Selon les informations du Figaro, la justice trancherait en faveur d’Eurotunnel. "Pour l'emporter, Eurotunnel a promis de les louer à une Scop (coopérative ouvrière) qui réunit au moins 500 des ex-salariés de SeaFrance", assure le journal dans son édition de lundi.

Si cette décision est confirmée, l'exploitation de la ligne entre Calais et Douvres pourrait alors reprendre dès l'été. Ce qui devrait ravir les anciens salariés de SeaFrance. "On nous a toujours dit que c'était impossible (de faire repartir l’activité, ndlr). Et voir aujourd'hui qu'on peut faire repartir un nouveau SeaFrance, c'est très fort", assurait fin mai Stéphane, un des anciens salariés.

Un conseil d'administration de la SNCF, principal créancier de SeaFrance, est convoqué en urgence lundi matin. "Il devrait valider un abandon de créances portant sur 180 millions d'euros, dont le principe a été approuvé vendredi soir par le gouvernement", affirme également Le Figaro.

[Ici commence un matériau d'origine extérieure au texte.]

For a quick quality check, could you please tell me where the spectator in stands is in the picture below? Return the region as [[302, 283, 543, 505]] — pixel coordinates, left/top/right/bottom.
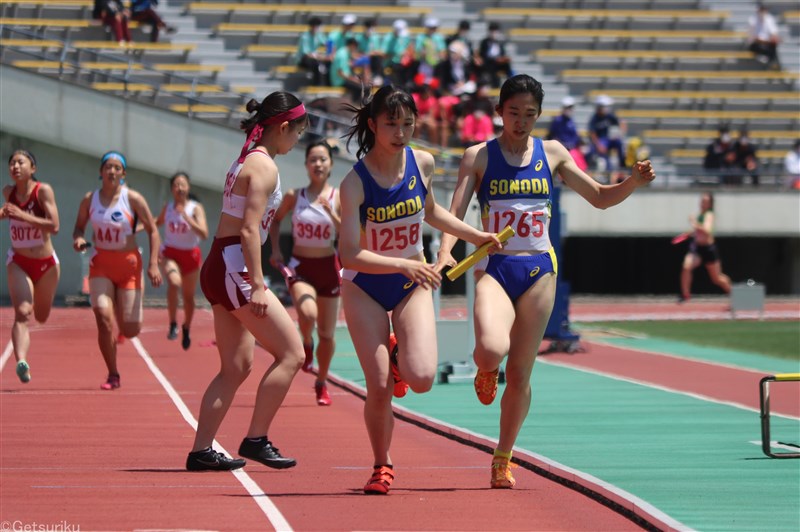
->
[[297, 17, 331, 85], [703, 125, 741, 184], [444, 20, 475, 62], [434, 41, 476, 96], [92, 0, 132, 46], [331, 37, 370, 101], [747, 4, 780, 68], [381, 19, 415, 86], [411, 74, 447, 146], [478, 22, 511, 88], [733, 128, 758, 186], [589, 94, 625, 175], [356, 19, 384, 85], [414, 17, 447, 78], [327, 13, 358, 57], [547, 96, 580, 150], [459, 103, 494, 148], [131, 0, 175, 42], [569, 137, 589, 174], [783, 140, 800, 189]]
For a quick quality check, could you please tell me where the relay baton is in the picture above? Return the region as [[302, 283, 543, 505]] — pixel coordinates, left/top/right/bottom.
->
[[446, 225, 514, 281], [278, 262, 294, 288], [670, 233, 690, 244]]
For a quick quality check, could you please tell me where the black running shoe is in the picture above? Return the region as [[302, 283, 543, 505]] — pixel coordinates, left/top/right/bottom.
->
[[239, 438, 297, 469], [186, 447, 247, 471], [181, 325, 192, 351]]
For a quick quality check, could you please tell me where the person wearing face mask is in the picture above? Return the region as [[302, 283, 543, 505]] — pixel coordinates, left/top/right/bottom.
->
[[747, 4, 780, 68], [703, 125, 736, 184], [733, 128, 758, 186], [587, 94, 626, 176], [783, 140, 800, 189], [547, 96, 580, 150], [478, 22, 511, 88]]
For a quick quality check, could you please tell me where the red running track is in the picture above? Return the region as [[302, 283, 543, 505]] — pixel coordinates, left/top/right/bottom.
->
[[0, 308, 639, 531]]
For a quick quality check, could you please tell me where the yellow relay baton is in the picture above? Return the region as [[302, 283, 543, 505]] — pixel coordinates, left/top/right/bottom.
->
[[446, 225, 514, 281]]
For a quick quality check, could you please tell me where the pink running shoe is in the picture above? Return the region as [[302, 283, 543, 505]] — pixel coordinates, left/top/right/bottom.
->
[[389, 333, 408, 398], [314, 381, 332, 406], [100, 375, 120, 390], [300, 340, 314, 373]]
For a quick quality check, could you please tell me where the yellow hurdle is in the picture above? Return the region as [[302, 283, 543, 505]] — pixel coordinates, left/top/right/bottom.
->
[[759, 373, 800, 458]]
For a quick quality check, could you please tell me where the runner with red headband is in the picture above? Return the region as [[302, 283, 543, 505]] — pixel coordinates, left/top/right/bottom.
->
[[186, 91, 307, 471], [0, 150, 60, 383]]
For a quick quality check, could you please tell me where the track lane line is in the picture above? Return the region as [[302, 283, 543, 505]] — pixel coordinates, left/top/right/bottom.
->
[[0, 340, 14, 371], [131, 337, 292, 532], [537, 359, 800, 421], [328, 372, 694, 532]]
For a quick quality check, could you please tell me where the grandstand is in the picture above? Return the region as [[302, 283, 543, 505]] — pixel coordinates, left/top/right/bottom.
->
[[0, 0, 800, 300], [0, 0, 800, 185]]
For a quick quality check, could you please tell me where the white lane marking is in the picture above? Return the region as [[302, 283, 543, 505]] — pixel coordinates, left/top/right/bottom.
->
[[0, 340, 14, 371], [328, 372, 694, 532], [537, 358, 800, 421], [131, 338, 292, 532]]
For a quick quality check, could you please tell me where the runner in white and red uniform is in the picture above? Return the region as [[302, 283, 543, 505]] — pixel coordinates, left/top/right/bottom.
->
[[72, 151, 161, 390], [0, 150, 60, 383], [270, 141, 342, 406], [186, 91, 308, 471], [156, 172, 208, 349]]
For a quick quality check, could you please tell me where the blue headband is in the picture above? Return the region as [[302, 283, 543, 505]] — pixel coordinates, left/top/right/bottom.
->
[[100, 151, 128, 170]]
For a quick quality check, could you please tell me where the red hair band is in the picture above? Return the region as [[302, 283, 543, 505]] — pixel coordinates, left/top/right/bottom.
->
[[239, 103, 306, 163]]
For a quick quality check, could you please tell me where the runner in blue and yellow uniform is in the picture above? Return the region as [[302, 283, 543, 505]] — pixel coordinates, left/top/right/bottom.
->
[[436, 74, 655, 488], [339, 85, 500, 494]]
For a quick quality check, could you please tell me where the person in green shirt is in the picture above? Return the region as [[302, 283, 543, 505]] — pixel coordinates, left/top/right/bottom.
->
[[381, 19, 413, 86], [296, 17, 330, 85], [414, 17, 447, 78], [356, 19, 384, 85]]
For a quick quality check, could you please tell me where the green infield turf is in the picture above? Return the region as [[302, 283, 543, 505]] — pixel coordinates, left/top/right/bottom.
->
[[578, 320, 800, 360]]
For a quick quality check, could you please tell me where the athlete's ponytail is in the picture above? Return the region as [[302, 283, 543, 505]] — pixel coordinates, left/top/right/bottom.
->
[[344, 85, 418, 159]]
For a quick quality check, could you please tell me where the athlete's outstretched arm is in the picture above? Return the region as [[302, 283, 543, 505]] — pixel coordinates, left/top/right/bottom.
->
[[544, 140, 656, 209]]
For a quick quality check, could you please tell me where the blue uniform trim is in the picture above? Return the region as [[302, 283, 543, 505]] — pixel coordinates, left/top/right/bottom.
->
[[486, 249, 558, 302], [346, 272, 419, 312], [353, 146, 428, 227], [478, 137, 553, 216]]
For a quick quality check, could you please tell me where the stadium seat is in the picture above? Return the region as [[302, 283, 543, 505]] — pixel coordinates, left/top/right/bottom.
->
[[482, 8, 730, 31]]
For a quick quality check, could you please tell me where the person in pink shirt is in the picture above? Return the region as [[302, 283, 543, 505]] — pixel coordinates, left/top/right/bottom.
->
[[461, 108, 494, 147]]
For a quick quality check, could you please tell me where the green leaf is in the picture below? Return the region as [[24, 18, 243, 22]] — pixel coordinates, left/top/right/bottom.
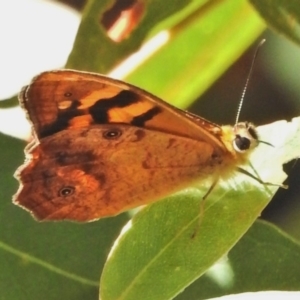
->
[[67, 0, 265, 107], [126, 0, 265, 108], [176, 221, 300, 300], [249, 0, 300, 45], [100, 118, 300, 300], [67, 0, 199, 73]]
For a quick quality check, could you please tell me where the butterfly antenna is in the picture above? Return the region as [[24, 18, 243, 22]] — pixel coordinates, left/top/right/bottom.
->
[[235, 39, 266, 124]]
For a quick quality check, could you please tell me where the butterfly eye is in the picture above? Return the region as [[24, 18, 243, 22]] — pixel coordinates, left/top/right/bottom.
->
[[233, 134, 251, 152], [64, 92, 72, 98], [58, 186, 75, 197], [103, 128, 122, 140]]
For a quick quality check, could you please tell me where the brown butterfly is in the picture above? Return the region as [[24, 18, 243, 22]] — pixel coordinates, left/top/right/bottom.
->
[[14, 70, 258, 221]]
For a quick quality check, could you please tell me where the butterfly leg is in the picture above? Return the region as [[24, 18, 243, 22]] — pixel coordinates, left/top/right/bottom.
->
[[192, 177, 219, 238], [237, 164, 288, 189]]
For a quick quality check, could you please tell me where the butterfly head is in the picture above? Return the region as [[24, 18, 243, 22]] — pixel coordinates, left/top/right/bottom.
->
[[232, 122, 259, 153]]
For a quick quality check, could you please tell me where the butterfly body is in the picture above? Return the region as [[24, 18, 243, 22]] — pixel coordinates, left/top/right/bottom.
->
[[14, 70, 257, 221]]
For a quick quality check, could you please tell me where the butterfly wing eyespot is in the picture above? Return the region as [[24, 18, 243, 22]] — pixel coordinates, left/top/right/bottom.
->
[[102, 128, 123, 140], [64, 92, 72, 98], [58, 186, 75, 198]]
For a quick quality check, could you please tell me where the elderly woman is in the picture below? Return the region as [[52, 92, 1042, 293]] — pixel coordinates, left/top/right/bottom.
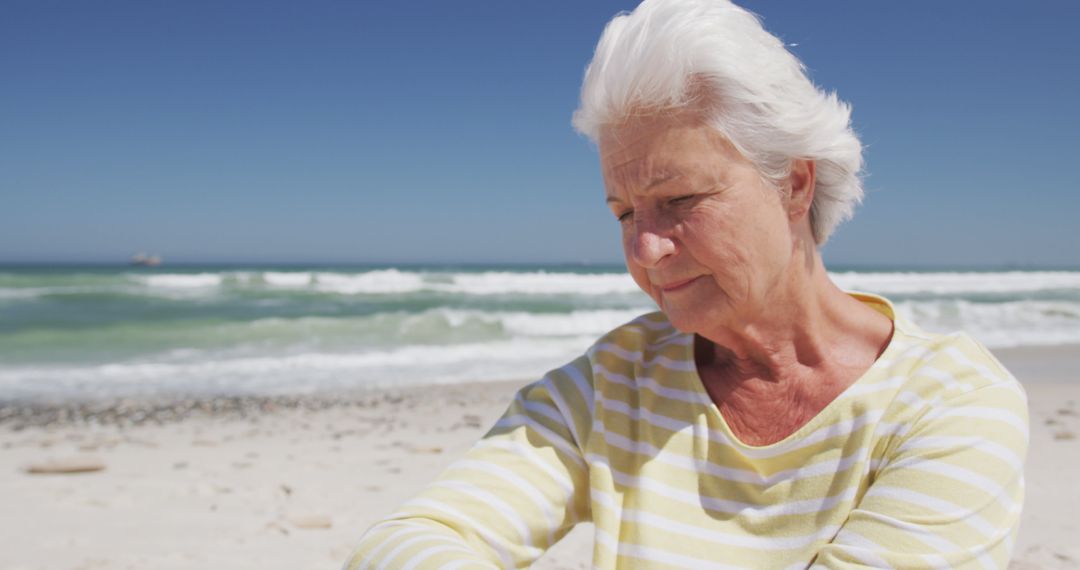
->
[[350, 0, 1027, 569]]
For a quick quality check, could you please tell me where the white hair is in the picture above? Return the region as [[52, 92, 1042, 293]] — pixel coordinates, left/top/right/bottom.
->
[[573, 0, 863, 245]]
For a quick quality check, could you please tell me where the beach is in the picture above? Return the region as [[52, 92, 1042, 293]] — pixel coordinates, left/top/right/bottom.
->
[[0, 345, 1080, 570]]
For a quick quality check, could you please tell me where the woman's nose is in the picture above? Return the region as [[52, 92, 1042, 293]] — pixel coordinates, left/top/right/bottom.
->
[[626, 222, 675, 268]]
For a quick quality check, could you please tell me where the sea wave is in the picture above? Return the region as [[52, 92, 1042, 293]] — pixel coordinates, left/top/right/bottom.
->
[[12, 268, 1080, 299], [0, 337, 592, 399]]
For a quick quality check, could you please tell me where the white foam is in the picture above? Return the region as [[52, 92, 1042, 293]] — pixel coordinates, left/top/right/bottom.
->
[[433, 307, 653, 337], [314, 269, 423, 295], [262, 271, 314, 289], [0, 337, 592, 397], [829, 271, 1080, 295], [441, 271, 640, 295], [895, 299, 1080, 348]]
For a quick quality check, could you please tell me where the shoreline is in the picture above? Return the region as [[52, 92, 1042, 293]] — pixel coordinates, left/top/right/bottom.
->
[[0, 344, 1080, 431]]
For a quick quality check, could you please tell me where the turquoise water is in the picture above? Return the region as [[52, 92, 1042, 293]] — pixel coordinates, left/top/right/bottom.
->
[[0, 266, 1080, 398]]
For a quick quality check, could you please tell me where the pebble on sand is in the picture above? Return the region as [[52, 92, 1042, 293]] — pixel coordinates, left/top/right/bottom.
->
[[26, 457, 105, 475]]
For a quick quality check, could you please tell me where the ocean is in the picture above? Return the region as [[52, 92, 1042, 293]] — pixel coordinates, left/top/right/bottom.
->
[[0, 266, 1080, 402]]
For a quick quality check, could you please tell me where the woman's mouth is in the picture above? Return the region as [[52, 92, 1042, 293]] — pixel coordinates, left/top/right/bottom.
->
[[660, 275, 701, 293]]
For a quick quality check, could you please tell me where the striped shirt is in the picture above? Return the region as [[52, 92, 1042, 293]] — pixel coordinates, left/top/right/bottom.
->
[[347, 294, 1028, 569]]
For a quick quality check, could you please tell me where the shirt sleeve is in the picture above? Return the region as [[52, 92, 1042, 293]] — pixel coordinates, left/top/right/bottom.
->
[[813, 378, 1028, 569], [345, 356, 593, 570]]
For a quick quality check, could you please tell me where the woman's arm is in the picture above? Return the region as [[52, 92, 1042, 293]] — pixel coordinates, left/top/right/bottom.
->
[[813, 371, 1028, 568], [346, 357, 593, 570]]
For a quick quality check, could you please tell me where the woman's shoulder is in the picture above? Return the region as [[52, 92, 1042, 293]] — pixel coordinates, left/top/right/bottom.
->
[[886, 310, 1026, 414], [586, 311, 693, 365]]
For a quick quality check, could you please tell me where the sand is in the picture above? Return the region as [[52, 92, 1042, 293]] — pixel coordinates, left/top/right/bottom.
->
[[0, 347, 1080, 570]]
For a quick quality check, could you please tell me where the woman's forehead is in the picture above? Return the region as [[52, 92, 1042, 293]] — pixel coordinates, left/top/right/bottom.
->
[[599, 121, 738, 190]]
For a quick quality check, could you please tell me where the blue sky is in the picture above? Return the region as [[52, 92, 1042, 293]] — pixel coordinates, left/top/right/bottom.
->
[[0, 0, 1080, 266]]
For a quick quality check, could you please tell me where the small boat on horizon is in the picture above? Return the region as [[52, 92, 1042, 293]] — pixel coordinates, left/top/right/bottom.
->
[[131, 253, 161, 267]]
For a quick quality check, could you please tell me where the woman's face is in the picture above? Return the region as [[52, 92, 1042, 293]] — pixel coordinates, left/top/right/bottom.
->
[[599, 117, 794, 337]]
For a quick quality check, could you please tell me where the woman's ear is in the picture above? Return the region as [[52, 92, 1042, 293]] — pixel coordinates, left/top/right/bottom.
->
[[787, 159, 816, 221]]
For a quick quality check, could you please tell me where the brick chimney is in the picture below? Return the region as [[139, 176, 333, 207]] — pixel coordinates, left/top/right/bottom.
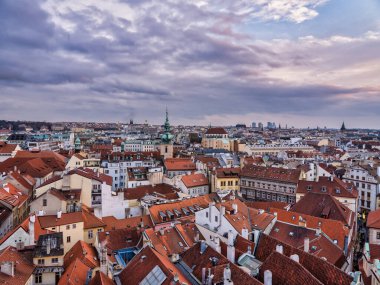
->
[[227, 230, 235, 263]]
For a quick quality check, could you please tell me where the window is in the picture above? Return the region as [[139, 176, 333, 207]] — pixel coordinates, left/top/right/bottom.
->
[[34, 273, 42, 284]]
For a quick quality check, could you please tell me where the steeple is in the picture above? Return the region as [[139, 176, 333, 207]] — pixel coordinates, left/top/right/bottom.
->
[[164, 107, 170, 133], [161, 108, 173, 144], [340, 122, 346, 132]]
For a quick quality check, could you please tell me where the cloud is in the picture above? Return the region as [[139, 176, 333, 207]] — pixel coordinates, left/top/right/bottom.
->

Un dispositif pour les entreprises en difficulté

La décision du tribunal de commerce de Paris intervient alors que le ministre du Redressement productif Arnaud Montebourg présentera mercredi, en Conseil des ministres, le dispositif de soutien aux entreprises en difficulté. L'objectif est de mettre en place "un point d'appui territorial" à la fois pour la cellule d'urgence au sein du ministère et pour le Comité interministériel de restructuration industrielle (CIRI), a indiqué l’entourage du ministre.

SeaFrance, qui, avant sa liquidation le 9 janvier, employait 880 personnes en France et 130 au Royaume-Uni, exploitait quatre navires entre Calais et Douvres, dont trois - le Berlioz, le Rodin et le Nord-Pas-de-Calais - lui appartenaient.